Akhirnya aku termenung memikirkan hal tersebut. Apakah ini yang dinamakan takdir? Apakah ini suratan yang konon dulu pernah aku tanda tangani di hadapan Tuhan sebelum rohku dihembuskan ke bumi?
Pertanyaan itu selalu saja menghantui setiap langkah yang aku tempuh selama ini. Pertanyaan yang membuatku selalu bimbang pada setiap keputusan terhadap jalan hidup yang aku ambil, yaitu kebimbangan apakah keputusan tersebut memang keputusan yang aku tanda tangani saat itu.
Tapi setelah sekian lama aku berada dalam kebimbangan itu, aku kini telah mengambil keputusan untuk melakukan semua yang ada dalam pikiran aku setelah aku pilah melalui lapisan penyaring yang orang menyebut dengan hati dan perasaan. Karena aku yakin dan percaya bahwa manusia diciptakan oleh Tuhan sebagai makluk yang paling sempurna dari makluk-makluk lainnya. Manusia diberi kebebasan untuk memilih dengan dianugerahkan oleh Tuhan kepada kita berupa akal dan pikiran. Dan dengan akal dan pikiran itu kita diberi kebebasan untuk memilih jalan mana yang akan kita ambil dalam hidup.

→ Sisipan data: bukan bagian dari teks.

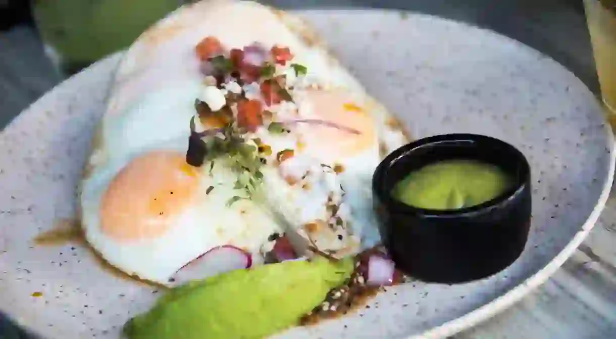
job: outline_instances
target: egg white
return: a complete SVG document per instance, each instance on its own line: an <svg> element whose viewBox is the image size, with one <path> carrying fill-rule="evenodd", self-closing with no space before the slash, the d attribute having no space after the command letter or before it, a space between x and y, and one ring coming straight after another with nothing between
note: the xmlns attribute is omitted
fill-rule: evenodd
<svg viewBox="0 0 616 339"><path fill-rule="evenodd" d="M185 151L186 141L182 138L150 148ZM231 207L226 206L238 191L233 189L235 175L219 163L215 164L211 176L209 165L201 168L196 203L178 212L168 231L155 239L117 241L101 229L100 202L114 176L132 158L115 158L104 170L85 181L81 195L83 224L88 242L111 264L129 274L166 284L184 264L224 245L244 248L257 259L259 248L268 236L280 232L269 211L253 202L240 200ZM214 188L206 194L211 186Z"/></svg>
<svg viewBox="0 0 616 339"><path fill-rule="evenodd" d="M260 24L254 26L251 23L253 22ZM333 159L325 154L310 155L323 163L344 167L339 177L347 192L354 231L362 234L364 247L377 241L370 182L380 160L379 147L384 145L391 151L403 144L406 138L387 125L386 110L370 98L357 80L323 46L306 43L298 33L306 31L303 25L293 17L256 2L203 1L161 20L129 49L116 75L100 128L100 139L89 160L91 170L81 185L86 238L110 263L142 279L165 284L178 268L216 246L233 244L256 253L269 234L286 227L269 209L290 218L305 206L301 205L301 199L288 198L287 194L299 197L301 192L294 194L295 189L274 176L277 173L272 170L266 174L263 187L265 192L275 192L270 195L273 197L269 203L262 207L241 200L228 208L226 202L237 195L232 189L235 178L224 167L215 166L214 177L204 176L201 181L199 202L180 213L176 225L167 233L155 239L128 243L117 242L102 232L101 197L121 168L148 150L186 151L188 121L195 114L194 100L204 88L194 46L208 35L218 37L229 47L241 47L256 41L265 46L288 46L296 55L294 62L307 67L307 82L322 88L344 88L358 102L370 104L367 110L373 115L378 134L373 145L352 157ZM274 153L275 150L296 148L294 141L281 139L267 142ZM216 188L206 195L211 185ZM309 203L320 203L317 200ZM240 213L242 210L246 213Z"/></svg>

Tapi dalam kenyataan yang terjadi kadang kita menuai suatu keberhasilan bahkan kita akan menemui suatu kegagalan. Dan disinilah keimanan kita akan diuji. Hal ini dapat kita lihat pada saat kita menemui suatu kegagalan. Kadang kita akan marah bahkan akan menghujat atas suatu keputusan yang telah tersurat untuk kita. Tapi ketika kita semua mengingat kisah saya pada awal tulisan ini menunjukkan bahwa suratan takdir yang berlaku buat kita sekarang pastilah untuk kebaikan kita saat ini, dan yakinlah bahwa Tuhan akan memberi sesuatu yang mana terbaik buat kita, dan Tuhan adalah maha tau terhadap apa-apa yang berlaku pada umatnya. Dan itulah yang selama aku lakukan. “ Do the Best What do You want To Do”.
“ Sebelum seseorang berani memutuskan sebuah komitmen, yang ada hanyalah keraguan. Melirik adakah peluang untuk mundur kebelakang, sehingga takkan pernah ada keberhasilan mengenai apa yang telah dicita-citakan. Hanya ada satu kebenaran hakiki, yang jika yang diabaikan akan mematikan semua rencana dan indahnya sebuah impian. Yaitu keyakinan bahwa saat seseorang telah berani memutuskan, Tuhanpun pasti akan memberi petunjuk dan pedoman.
Mulailah dari sekarang apapun yang bisa kau lakukan untuk sebuah impian; karena keberanian untuk memulai mengandung suatu kejeniusan, kekuatan dan kesaktian”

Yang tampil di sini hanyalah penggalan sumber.